Seit vielen Jahren erhält Aquarium Glaser aus Vietnam einen sehr hübschen Wild-Kampffisch, dessen Bestimmung sich als außerordentlich schwierig erwies; kein Wunder, wie wir heute wissen, denn die Art war schlicht neu für die Wissenschaft. Sie gehört in den so genannten Betta splendens Komplex innerhalb der Gattung Betta.
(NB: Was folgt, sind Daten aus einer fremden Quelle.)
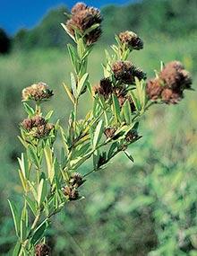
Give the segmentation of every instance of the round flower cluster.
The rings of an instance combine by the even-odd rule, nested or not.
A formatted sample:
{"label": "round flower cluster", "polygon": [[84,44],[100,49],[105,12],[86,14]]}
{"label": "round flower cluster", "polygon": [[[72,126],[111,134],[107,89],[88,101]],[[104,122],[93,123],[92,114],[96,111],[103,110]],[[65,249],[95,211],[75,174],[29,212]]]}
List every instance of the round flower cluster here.
{"label": "round flower cluster", "polygon": [[143,49],[143,41],[137,34],[133,31],[124,31],[119,34],[119,40],[122,44],[124,44],[127,49]]}
{"label": "round flower cluster", "polygon": [[75,31],[79,31],[87,45],[91,45],[101,35],[101,22],[102,17],[98,9],[78,3],[72,9],[72,16],[66,22],[66,28],[73,36],[75,36]]}
{"label": "round flower cluster", "polygon": [[35,246],[35,256],[49,256],[50,247],[45,243],[39,243]]}
{"label": "round flower cluster", "polygon": [[179,61],[172,61],[158,74],[158,77],[147,83],[147,95],[152,101],[161,100],[176,104],[184,97],[184,90],[190,89],[192,78]]}
{"label": "round flower cluster", "polygon": [[47,84],[39,82],[29,87],[26,87],[21,92],[23,102],[33,100],[36,102],[45,101],[53,96],[53,91],[48,89]]}
{"label": "round flower cluster", "polygon": [[69,181],[69,185],[63,188],[63,193],[70,200],[79,199],[79,192],[77,188],[79,188],[85,181],[82,179],[82,176],[79,172],[74,172],[72,174]]}
{"label": "round flower cluster", "polygon": [[44,118],[35,116],[31,119],[25,119],[21,123],[21,128],[35,138],[47,137],[54,128],[53,124],[47,123]]}
{"label": "round flower cluster", "polygon": [[118,60],[112,65],[115,78],[124,84],[132,84],[135,77],[139,80],[146,78],[146,74],[140,68],[134,66],[130,61]]}
{"label": "round flower cluster", "polygon": [[100,80],[99,84],[94,87],[96,94],[103,95],[107,100],[113,93],[113,84],[109,78],[103,78]]}

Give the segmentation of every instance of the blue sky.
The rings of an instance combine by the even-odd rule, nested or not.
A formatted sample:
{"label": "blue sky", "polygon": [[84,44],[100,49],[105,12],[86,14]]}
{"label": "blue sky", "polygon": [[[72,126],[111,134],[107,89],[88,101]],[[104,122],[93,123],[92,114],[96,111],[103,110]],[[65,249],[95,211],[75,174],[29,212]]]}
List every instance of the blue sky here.
{"label": "blue sky", "polygon": [[[66,0],[0,0],[0,27],[14,34],[20,28],[32,28],[49,8],[61,4],[72,7],[79,1]],[[110,4],[124,4],[133,0],[90,0],[87,4],[100,7]]]}

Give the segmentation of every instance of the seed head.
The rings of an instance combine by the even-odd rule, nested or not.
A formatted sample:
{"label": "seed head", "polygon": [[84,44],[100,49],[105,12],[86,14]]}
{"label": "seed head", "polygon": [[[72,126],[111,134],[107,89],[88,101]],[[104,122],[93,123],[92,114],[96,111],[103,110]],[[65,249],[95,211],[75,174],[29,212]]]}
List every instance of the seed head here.
{"label": "seed head", "polygon": [[134,77],[139,80],[145,78],[146,75],[140,68],[136,68],[130,61],[118,60],[112,65],[115,78],[124,84],[133,84]]}
{"label": "seed head", "polygon": [[73,188],[79,188],[85,181],[82,180],[82,175],[79,172],[74,172],[71,176],[71,180],[69,181],[69,184]]}
{"label": "seed head", "polygon": [[133,31],[124,31],[119,34],[119,40],[121,43],[130,49],[143,49],[143,41],[137,34]]}
{"label": "seed head", "polygon": [[36,102],[47,100],[53,95],[53,91],[48,89],[45,83],[34,84],[26,87],[21,92],[21,98],[23,102],[33,100]]}
{"label": "seed head", "polygon": [[83,11],[87,9],[87,5],[84,3],[77,3],[71,10],[72,14],[74,14],[76,13],[79,13],[81,11]]}
{"label": "seed head", "polygon": [[65,186],[63,189],[63,193],[70,201],[77,200],[79,199],[79,192],[74,188]]}
{"label": "seed head", "polygon": [[35,256],[49,256],[50,247],[45,243],[39,243],[35,246]]}
{"label": "seed head", "polygon": [[[78,31],[84,37],[87,45],[91,45],[101,35],[101,22],[102,17],[98,9],[87,6],[83,3],[78,3],[72,9],[72,17],[67,21],[66,27],[73,36],[75,35],[75,31]],[[87,31],[97,24],[98,26],[95,29]]]}
{"label": "seed head", "polygon": [[147,82],[146,93],[150,100],[156,101],[160,98],[163,86],[158,78],[153,78]]}
{"label": "seed head", "polygon": [[166,65],[159,74],[165,85],[176,92],[183,92],[191,88],[192,79],[190,74],[184,68],[179,61],[172,61]]}
{"label": "seed head", "polygon": [[113,93],[112,83],[109,78],[103,78],[98,86],[94,87],[96,94],[103,95],[105,99],[109,98]]}
{"label": "seed head", "polygon": [[21,127],[26,130],[30,130],[33,127],[31,119],[25,119],[21,122]]}
{"label": "seed head", "polygon": [[172,89],[165,88],[161,93],[161,100],[167,104],[176,104],[184,98],[183,93],[176,93]]}
{"label": "seed head", "polygon": [[25,119],[21,126],[27,130],[30,136],[36,138],[47,137],[54,128],[53,124],[47,123],[44,118],[37,115],[31,119]]}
Betta splendens gehört zu den rätselhaftesten Fischarten, denn die Erstbeschreibung erfolgte bereits 1910 anhand von Zuchtformen. Das ist so, als hätte man die Spezies Wolf anhand von Yorkshire-Terriern beschrieben und würde nun versuchen, aufgrund dieser Erstbeschreibung den ursprünglichen Wolf zu rekonstruieren. Es weiß also niemand, was Betta splendens eigentlich ist und besonders die Abgrenzung gegen Betta imbellis ist äußerst problematisch, zumal es unzählige Standortvarianten gibt. Pragmatisch geht man so vor, dass man Wildkampffische bei denen die Männchen einen roten Doppelstreifen auf dem Kiemendeckel entwickeln, als Betta splendens bezeichnet und solche mit blauen Streifen auf den Kiemendeckeln als B. imbellis. Wer sich detaillierter für diese Verwandtschaftsgruppe interessiert, sei auf diesen Blog verwiesen: https://www.aqualog.de/blog/der-betta-splendens-formenkreis-allgemein-und-betta-mahachaiensis-im-besonderen/
Unsere Vietnam-Fische wurden daher zunächst als Betta imbellis bezeichnet. Als später (2005) die Erstbeschreibung von B. stiktos erfolgte, stellten wir fest, dass die arttypischen „stiktos-Punkte“ auch bei unserem Fisch vorhanden sind. Man kann Betta-Arten anhand von konserviertem Material fast nicht auseinanderhalten und Betta stiktos war zunächst nur konserviert bekannt. Kurz und gut, wie tauften unseren Fisch zu Betta cf. stiktos um. Dann reisten Aquarianer an den Typusfundort von Betta stiktos und fingen den Fisch. Nun wussten wir also, wie er aussieht: Betta stiktos gleicht weitgehend B. smaragdina und hat mit unserem Vietnamesen nichts zu tun.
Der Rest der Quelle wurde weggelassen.